The First Congress held its initial meeting on March 4, 1789 at Federal Hall in New York City. Assuming that members of the Senate met the requisite citizenship requirement—although there was a prominent challenge to the qualifications of one member of the House—simple arithmetic seems to rule out all but one of these possibilities. If a Senator would have needed to have “been nine Years a Citizen of the United States” on March 4, 1789, that would require that the Senator would have needed to be a Citizen of the United States on March 4, 1780. This date precedes all of the relevant dates, other that the Declaration of Independence. Fortunately for lawyers—who are notoriously poor at math—we are left with a historical record that helps to resolve this inquiry much more decisively.
The evidence for this historical enigma is to be found in four different historical fonts. First, Enlightenment era philosophies, as well as state laws on notions of citizenship help to fill in the gaps in our understanding of original citizenship. Second, though opaque, remarks made during the Constitutional Convention intimate and sketch a portrait of how the Framers treated Citizenship of the United States. Third, because the House is the “Judge of the Elections, Returns, and Qualifications of its own Members,” early records of contested elections in the House help to explicate the contours of the original understanding of America citizenship. Fourth, in several early Supreme Court cases, the Justices considered this question to determine when citizenship should have begun.
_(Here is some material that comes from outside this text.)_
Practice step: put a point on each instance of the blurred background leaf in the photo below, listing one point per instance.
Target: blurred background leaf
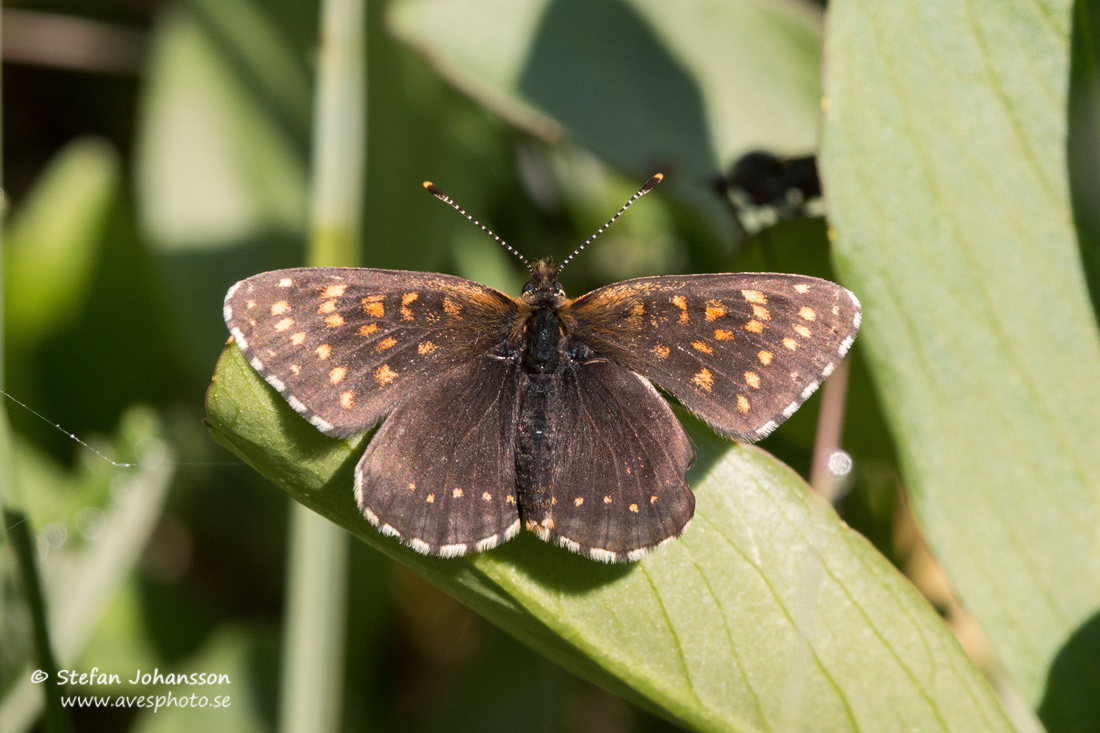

From this record, a picture emerges—as originally understood, American citizenship began not with the ratification of the Constitution, not with the ratification of the Articles of Confederation, not with the signing of the Treaty of Paris, but in Philadelphia on July 4, 1776 with the signing of the Declaration of Independence. The Declaration of Independence conferred citizenship—a positive political right—and the founding generation seemed to understand this concept.
Does the Declaration of Independence carry the force of law? The conventional answer is clearly no. For over a Century, the Supreme Court has held that while the Declaration of Independence “may not have the force of organic law, or be made the basis of judicial decision as to the limits of right and duty . . . it is always safe to read the letter of the Constitution in the spirit of the Declaration of Independence.” Justice Kagan reaffirmed this reasoning during her confirmation hearing in an exchange with Senator Coburn, remarking that the Declaration of Independence lacks the force of law. So does July 4, 1776 and the Declaration of Independence have the force of law? Yes—at least with respect to notions of “citizenship.”
With this observation, over a century of Supreme Court jurisprudence finding that the Declaration of Independence has no force of law seems doubtful, at least with respect to citizenship. Additionally, if the Declaration of Independence was understood to confer the right of Citizenship, what other rights did it give to “We the People?” Based on this refined understanding, this article will further explore abolitionist thought—from Frederick Douglass and Lysander Spooner among others—that relied on the Declaration of Independence to promote a promise of equality of citizenship for all.
Though the answers to these queries has been lost to the sands of time, and stare decisis likely precludes any meaningful change in our laws, this article aims to answer whether the Declaration of Independence, as understood at the time of the framing of the Constitution, had the force of law.